Danilo Di Stefano (foto gonews.it)

L’esponente di FdI replica al sindaco sui vandalismi: nel mirino le politiche del Pd sulla sicurezza e il ruolo dell’Unione dei Comuni e della Polizia locale

Danilo Di Stefano, responsabile del Dipartimento Sicurezza e Legalità di Fratelli d’Italia provinciale di Firenze, interviene sulle dichiarazioni del sindaco di Vinci Daniele Vanni in merito ai recenti episodi di vandalismo denunciati dallo stesso primo cittadino che ha inviato una lettera al Prefetto di Firenze.

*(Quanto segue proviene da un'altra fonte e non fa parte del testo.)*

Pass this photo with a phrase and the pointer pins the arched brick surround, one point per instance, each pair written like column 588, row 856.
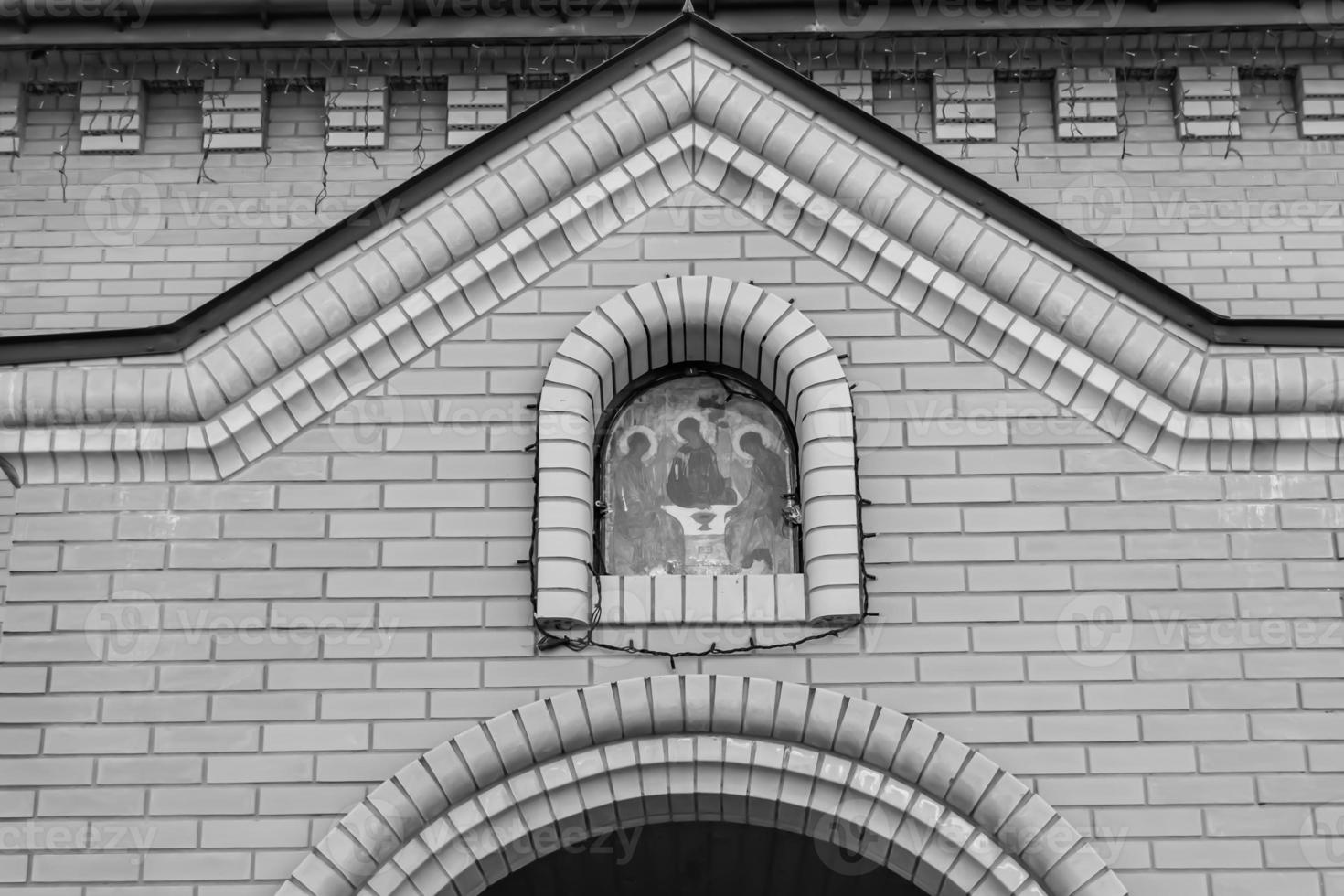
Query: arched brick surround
column 688, row 117
column 702, row 747
column 695, row 318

Di Stefano definisce il problema "serio", ma contesta al primo cittadino di chiedere maggiore sicurezza al Governo senza considerare, a suo giudizio, le "responsabilità locali" e le contraddizioni del Pd in materia di sicurezza e giustizia. Nel mirino anche il ruolo dell’Unione dei Comuni e della Polizia locale.

La nota completa

Le dichiarazioni del sindaco di Vinci Daniele Vanni sui ripetuti danneggiamenti alle automobili descrivono un problema serio, che merita risposte concrete e non può essere ridotto a una disputa fra partiti. È condivisibile riconoscere il lavoro svolto dai Carabinieri, così come affermare che la tutela dei cittadini e l’eventuale presa in carico sociale o sanitaria di una persona in condizioni di disagio debbano procedere insieme. Proprio per questo, però, le parole del sindaco rendono ancora più evidenti le contraddizioni politiche del Partito Democratico e le insufficienze dell’azione locale.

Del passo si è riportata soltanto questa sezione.